Defendant Juan Camarote
argues that the mere fact that the driver was a professional driver is
a sufficient exercise of the diligence required of a good father of a
family,
which would exempt him from responsibility. We think that this is a
mistaken
view of the law, taking into account the fact, of which we take
judicial
notice, that licenses are easy to obtain and no strict examination is
required
before professional driver's licenses are given, and that the holding
of
a driver's license is no guarantee or assurance of the carefulness of
the
holder of the license.
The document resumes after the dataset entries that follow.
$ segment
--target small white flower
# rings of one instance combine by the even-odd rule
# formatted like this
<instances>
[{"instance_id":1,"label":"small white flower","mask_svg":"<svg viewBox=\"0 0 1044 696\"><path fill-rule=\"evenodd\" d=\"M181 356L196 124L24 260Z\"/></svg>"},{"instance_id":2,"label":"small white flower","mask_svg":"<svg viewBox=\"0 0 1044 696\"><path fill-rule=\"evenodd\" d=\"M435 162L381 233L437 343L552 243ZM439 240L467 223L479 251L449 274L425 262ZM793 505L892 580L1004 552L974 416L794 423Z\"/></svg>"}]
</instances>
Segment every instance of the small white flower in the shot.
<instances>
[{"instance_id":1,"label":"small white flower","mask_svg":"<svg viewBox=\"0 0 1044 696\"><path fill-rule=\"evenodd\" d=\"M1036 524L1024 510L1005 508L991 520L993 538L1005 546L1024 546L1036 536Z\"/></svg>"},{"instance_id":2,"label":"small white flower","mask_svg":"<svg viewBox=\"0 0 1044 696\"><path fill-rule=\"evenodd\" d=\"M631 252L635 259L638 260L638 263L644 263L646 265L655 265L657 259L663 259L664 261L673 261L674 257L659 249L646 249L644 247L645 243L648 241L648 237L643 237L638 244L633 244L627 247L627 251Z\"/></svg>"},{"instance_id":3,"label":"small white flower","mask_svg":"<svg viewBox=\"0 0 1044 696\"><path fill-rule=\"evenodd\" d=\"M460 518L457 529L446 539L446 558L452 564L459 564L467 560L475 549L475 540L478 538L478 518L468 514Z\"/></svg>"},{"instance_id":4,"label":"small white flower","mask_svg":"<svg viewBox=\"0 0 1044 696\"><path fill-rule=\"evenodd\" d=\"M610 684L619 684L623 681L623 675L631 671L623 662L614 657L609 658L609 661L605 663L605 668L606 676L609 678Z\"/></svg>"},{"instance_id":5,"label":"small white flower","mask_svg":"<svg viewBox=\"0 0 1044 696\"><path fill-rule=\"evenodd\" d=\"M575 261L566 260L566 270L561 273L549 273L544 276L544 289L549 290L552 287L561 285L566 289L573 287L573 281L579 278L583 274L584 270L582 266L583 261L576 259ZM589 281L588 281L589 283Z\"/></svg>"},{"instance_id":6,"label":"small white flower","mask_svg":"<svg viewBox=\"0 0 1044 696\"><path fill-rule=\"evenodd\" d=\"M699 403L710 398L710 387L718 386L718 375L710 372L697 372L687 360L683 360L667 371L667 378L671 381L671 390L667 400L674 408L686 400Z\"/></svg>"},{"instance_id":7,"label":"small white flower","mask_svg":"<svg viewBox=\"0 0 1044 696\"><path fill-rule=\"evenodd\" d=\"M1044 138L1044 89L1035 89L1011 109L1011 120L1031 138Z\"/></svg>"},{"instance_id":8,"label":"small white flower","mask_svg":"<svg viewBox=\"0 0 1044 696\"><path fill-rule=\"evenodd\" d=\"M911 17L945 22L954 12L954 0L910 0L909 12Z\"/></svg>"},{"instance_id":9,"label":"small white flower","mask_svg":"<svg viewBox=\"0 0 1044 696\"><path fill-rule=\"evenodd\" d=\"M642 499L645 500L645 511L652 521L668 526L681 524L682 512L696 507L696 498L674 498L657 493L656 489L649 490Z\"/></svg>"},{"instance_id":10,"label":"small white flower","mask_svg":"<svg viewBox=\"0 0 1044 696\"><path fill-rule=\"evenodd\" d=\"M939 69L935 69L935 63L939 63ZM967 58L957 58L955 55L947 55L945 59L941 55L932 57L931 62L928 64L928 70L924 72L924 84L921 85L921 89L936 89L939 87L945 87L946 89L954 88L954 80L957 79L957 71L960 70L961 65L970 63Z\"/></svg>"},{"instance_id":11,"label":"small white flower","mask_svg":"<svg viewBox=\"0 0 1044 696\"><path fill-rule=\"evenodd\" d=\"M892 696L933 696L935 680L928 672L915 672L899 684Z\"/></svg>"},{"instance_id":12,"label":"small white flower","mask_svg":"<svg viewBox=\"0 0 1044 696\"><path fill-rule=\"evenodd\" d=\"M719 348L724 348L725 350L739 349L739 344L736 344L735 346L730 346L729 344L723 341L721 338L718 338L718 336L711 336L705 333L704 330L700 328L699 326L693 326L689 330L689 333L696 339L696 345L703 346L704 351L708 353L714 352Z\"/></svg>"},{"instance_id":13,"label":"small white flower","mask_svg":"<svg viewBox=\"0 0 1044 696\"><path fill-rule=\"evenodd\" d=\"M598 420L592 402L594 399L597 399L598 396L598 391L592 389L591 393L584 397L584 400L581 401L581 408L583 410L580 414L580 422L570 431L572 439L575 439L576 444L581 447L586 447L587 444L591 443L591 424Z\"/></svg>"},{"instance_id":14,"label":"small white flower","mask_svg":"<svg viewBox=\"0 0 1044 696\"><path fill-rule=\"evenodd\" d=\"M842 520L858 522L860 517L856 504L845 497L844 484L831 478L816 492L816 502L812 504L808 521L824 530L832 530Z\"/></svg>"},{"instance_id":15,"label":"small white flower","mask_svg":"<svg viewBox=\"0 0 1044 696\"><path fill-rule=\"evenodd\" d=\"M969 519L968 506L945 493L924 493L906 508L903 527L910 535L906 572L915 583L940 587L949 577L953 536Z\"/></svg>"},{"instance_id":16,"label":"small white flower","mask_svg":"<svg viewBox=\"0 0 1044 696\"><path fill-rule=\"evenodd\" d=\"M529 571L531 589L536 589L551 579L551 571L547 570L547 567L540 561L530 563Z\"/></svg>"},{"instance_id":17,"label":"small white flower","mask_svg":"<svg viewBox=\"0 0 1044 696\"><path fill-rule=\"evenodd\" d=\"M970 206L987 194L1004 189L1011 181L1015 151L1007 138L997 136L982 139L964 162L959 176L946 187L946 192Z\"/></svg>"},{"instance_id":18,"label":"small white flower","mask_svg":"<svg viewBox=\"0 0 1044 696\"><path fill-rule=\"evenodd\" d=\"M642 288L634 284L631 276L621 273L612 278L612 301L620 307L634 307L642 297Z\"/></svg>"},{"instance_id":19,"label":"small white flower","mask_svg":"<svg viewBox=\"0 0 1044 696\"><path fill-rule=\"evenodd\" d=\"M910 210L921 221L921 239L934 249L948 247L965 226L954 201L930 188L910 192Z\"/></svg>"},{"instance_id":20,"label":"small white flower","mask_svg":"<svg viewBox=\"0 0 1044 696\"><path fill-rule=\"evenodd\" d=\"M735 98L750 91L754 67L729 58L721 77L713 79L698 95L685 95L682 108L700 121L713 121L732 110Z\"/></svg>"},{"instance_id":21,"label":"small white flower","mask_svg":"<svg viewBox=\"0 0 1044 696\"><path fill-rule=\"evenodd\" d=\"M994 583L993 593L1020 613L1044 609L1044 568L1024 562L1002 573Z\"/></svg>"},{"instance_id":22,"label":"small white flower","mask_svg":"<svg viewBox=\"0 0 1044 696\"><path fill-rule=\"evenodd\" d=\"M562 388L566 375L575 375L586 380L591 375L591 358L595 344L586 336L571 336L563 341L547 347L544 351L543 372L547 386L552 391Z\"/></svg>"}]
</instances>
In order that the defendant may be considered as
having exercised all diligence of a good father of a family, he should
not have been satisfied with the mere possession of a professional
driver's
license; he should have carefully examined the applicant for employment
as to his qualifications, his experience and record of service.
Defendant-appellant
did not take these steps, which are considered essential, and we must
hold
that he has failed to exercise all due diligence required of a good
father
of a family in the choice or selection of his driver.
The reason for the
law is obvious. It is indeed difficult for any person injured by the
carelessness
of a driver to prove the negligence or lack of due diligence of the
owner
of the vehicle in the choice of the driver. Were we to require the
injured
party to prove the owner's lack of diligence, the right will in many
cases
prove illusory, as seldom does a person in the community, especially in
the cities, have the opportunity to observe the conduct of all possible
car owners therein. So the law imposes the burden of proof of innocence
on the vehicle owner. If the driver is negligent and causes damage, the
law presumes that the owner was negligent and imposes upon him the
burden
of proving the contrary.
Finding that the
conclusion
of the trial judge as to defendant-appellant's responsibility is
correct,
We hereby affirm the Decision, with costs against defendant-appellant.
Paras, C.J.,
Bengzon, Padilla, Montemayor, Bautista Angelo, Concepcion, Reyes, J. B.